Darned MSM, putting a negative spin on one of our glorious victories -- at least in Glenn's fantasy world. Reynolds didn't find any actual examples of negative media spin, and the most obvious one didn't even dawn on him -- that this is yet another example of the consequences of the Bush administration hastily declaring victory and failing to follow through.

But that is closer to reality than to spin. The war in Afghanistan is supposed to be over and we are supposed to have won. But the war goes on, as the New York Times reports in an obviously Liberal MSM slanted story:

On a July morning, Taliban gunmen shot dead the province's most powerful cleric as he walked to the main city mosque to lead morning prayers. Five months later, they executed a teacher at a nearby village school as students watched. The following month, they walked into another mosque and gunned down an Afghan engineer working for a foreign aid group, shooting him in the back as he pressed his forehead to the ground and supplicated to God.

This spring and summer, the slow and methodical siege of this southern provincial capital intensified. The Taliban and their allies set up road checkpoints, burned 20 trucks and slowed the flow of supplies to reconstruction projects. All told, in surrounding Helmand Province, five teachers, one judge and scores of police officers have been killed. Dozens of schools and courts have been shuttered, according to Afghan officials.

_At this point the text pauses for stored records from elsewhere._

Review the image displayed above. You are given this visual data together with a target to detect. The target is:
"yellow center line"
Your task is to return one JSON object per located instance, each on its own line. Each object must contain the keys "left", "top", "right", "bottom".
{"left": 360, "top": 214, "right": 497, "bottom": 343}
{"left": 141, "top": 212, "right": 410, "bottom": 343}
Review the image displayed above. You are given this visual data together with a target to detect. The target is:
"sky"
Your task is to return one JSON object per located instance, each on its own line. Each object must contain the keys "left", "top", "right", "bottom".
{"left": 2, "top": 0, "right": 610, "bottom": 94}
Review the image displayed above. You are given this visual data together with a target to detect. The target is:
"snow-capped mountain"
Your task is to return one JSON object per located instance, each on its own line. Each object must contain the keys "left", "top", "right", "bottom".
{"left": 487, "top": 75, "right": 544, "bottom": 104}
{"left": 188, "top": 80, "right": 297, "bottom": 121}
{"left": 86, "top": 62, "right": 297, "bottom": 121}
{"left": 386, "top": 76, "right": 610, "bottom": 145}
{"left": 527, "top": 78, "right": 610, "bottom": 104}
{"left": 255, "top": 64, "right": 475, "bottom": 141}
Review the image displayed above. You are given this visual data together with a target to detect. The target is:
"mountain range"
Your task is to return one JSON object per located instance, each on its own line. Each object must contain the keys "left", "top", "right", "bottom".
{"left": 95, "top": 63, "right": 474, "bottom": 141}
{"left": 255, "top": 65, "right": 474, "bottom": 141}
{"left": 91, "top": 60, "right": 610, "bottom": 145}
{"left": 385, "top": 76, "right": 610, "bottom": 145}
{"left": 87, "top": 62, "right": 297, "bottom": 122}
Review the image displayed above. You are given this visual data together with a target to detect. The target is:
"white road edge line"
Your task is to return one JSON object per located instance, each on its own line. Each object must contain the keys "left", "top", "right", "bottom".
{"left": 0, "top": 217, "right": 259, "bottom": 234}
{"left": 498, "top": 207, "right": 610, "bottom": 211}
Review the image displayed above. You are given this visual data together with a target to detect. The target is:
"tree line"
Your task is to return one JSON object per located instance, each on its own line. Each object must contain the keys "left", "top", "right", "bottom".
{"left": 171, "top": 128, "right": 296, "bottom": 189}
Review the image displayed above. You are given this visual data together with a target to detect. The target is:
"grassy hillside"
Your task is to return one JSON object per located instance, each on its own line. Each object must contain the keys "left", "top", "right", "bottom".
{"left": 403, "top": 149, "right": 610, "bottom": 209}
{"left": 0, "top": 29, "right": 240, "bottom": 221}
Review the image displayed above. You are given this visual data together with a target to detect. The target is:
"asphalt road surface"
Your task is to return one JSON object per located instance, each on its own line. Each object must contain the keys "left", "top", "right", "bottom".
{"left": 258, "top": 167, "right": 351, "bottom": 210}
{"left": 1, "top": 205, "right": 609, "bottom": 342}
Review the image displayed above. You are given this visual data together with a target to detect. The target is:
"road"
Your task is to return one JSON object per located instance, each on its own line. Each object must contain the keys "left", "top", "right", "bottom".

Sunday, September 03, 2006

The Great War and Modern Memory

Since everyone is intent on drawing historical parallels these days, Jonathan Chait produces a solid one in his Los Angeles Times (registration required) column: the 2006 midterm elections and the First World War.
Despite being called a "world" war, the vast majority of fighting from 1914-1918 took place in a relatively limited space. The same is true of the 2006 elections. Collectively, they are a national election, but for most Americans, the fight will take place "over there." The battle for control of the Senate will take place mostly within five states where Republicans, who hold a five-seat advantage, look vulnerable: Montana, Ohio, Pennsylvania, Rhode Island and Missouri. Democrats lead in the first four and appear close to a tie in Missouri. To win the Senate outright, the Democrats would have to sweep those states and win one more, most likely Tennessee, a conservative state where the Republican has retired, or Virginia, a moderately conservative state where incumbent Republican George Allen is in a a tight race with former Reagan official-turned-Democrat James H. Webb.

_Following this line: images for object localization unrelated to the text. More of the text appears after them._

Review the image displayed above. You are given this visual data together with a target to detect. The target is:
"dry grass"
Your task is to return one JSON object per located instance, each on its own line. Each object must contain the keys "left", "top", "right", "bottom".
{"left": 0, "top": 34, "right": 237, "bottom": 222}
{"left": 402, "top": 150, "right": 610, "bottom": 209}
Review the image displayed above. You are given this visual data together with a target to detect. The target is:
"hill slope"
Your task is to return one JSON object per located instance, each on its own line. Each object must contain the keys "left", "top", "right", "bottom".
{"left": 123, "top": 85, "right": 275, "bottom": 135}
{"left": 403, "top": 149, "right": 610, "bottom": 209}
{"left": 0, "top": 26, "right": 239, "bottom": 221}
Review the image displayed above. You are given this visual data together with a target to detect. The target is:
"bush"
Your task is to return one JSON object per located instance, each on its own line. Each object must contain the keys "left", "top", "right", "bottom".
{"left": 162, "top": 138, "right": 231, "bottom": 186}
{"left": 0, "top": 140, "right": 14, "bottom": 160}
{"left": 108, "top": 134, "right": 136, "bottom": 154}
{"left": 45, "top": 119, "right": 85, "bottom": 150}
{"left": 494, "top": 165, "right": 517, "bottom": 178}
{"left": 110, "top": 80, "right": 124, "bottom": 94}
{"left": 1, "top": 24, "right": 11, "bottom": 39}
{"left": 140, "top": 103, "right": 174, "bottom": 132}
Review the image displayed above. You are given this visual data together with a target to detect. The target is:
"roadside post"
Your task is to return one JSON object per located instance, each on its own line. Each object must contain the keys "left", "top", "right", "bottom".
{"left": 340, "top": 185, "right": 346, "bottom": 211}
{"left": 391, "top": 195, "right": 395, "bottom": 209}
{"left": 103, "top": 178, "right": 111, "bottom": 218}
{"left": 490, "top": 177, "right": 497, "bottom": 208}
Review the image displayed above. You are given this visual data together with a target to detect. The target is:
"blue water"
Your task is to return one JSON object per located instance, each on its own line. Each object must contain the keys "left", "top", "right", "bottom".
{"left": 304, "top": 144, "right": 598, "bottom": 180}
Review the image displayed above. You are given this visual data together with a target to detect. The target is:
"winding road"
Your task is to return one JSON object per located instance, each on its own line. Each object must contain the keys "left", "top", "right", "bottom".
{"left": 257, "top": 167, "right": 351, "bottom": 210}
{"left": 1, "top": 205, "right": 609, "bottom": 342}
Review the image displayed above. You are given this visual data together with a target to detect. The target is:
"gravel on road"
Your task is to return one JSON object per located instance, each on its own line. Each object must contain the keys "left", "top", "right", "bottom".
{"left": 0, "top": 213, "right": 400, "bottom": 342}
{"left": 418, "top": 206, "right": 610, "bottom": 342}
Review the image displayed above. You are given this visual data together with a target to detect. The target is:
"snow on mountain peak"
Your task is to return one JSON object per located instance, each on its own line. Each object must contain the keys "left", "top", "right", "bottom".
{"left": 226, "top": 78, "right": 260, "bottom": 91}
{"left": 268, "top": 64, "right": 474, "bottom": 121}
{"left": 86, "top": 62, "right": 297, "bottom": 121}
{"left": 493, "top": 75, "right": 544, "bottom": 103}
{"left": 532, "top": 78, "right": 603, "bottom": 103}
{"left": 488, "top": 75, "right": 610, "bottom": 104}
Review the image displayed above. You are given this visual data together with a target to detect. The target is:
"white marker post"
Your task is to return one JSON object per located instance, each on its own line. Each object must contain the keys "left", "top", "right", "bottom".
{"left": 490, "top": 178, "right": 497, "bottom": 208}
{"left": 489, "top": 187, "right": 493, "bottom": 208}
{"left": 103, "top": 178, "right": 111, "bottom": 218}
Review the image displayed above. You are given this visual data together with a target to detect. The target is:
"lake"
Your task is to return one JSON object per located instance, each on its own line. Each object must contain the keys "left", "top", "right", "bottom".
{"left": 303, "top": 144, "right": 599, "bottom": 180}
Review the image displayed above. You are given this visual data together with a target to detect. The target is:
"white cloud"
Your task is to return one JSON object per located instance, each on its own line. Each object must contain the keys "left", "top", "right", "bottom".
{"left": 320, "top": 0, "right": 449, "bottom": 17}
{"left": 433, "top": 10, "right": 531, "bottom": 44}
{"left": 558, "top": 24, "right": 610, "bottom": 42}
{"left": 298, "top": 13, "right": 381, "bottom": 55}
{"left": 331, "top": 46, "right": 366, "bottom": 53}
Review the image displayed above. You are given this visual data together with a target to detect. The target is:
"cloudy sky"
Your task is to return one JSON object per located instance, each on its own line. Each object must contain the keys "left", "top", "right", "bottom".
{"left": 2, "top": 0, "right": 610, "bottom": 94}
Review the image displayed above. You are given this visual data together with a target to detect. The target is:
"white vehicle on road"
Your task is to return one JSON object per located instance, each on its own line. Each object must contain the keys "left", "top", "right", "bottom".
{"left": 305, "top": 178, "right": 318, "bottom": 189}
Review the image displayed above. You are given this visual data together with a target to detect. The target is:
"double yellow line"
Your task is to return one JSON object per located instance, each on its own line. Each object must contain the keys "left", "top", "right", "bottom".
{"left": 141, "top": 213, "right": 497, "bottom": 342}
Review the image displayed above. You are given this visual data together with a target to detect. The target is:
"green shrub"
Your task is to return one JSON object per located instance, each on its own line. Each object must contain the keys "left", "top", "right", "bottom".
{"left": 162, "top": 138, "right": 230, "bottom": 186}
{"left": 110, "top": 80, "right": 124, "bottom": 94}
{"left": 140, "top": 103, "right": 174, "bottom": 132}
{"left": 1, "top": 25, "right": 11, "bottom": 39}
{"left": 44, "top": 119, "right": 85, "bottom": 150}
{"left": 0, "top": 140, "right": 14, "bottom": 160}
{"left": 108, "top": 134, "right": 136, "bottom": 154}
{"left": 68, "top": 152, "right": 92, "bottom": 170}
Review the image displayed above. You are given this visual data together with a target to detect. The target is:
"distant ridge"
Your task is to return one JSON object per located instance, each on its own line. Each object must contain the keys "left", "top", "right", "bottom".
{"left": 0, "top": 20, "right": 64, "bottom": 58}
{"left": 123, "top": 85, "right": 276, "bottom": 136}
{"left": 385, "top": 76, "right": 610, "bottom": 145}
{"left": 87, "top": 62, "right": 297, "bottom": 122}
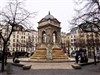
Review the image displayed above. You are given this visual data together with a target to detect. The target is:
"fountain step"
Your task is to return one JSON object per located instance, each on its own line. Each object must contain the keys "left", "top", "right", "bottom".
{"left": 30, "top": 57, "right": 47, "bottom": 59}
{"left": 30, "top": 44, "right": 69, "bottom": 61}
{"left": 32, "top": 54, "right": 46, "bottom": 56}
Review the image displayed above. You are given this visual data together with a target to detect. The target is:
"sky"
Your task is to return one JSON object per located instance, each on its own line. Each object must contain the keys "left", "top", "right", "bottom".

A pretty interesting argument, but I can't quite swallow his conclusion. "Democrats are probably far too giddy about what they can accomplish if they win in November. They aren't going to be able to stop the war in Iraq, and they won't banish pork-barreling or back-scratching. But that's OK. Woodrow Wilson didn't make the world safe for democracy, but he did manage to keep a pretty noxious regime from dominating a continent." Actually there is a compelling case that Wilson helped pave the way for two regimes far more noxious than Imperial Germany to dominate Europe.

Friday, September 01, 2006

Let's Pretend

I wish the War Party would make up its mind which year they are pretending this to be and who they are pretending to be Hitler. In the last few weeks, it has been 1938 with that guy in Iran filling in for Hitler. Now for Jeffrey Lord, its 1942, which would tend to make Saddam Hitler again.

I can see why they don't want to live in 2006, where they have led the country into a disasterous quagmire in Iraq because, as it turns out, Saddam Hussein had a few aged chemical weapons.

In 2006, the War Party is wrong about the past three years and faces an uncertain future. When they pretend that it's 1938 or 1942, at least they know how things turn out.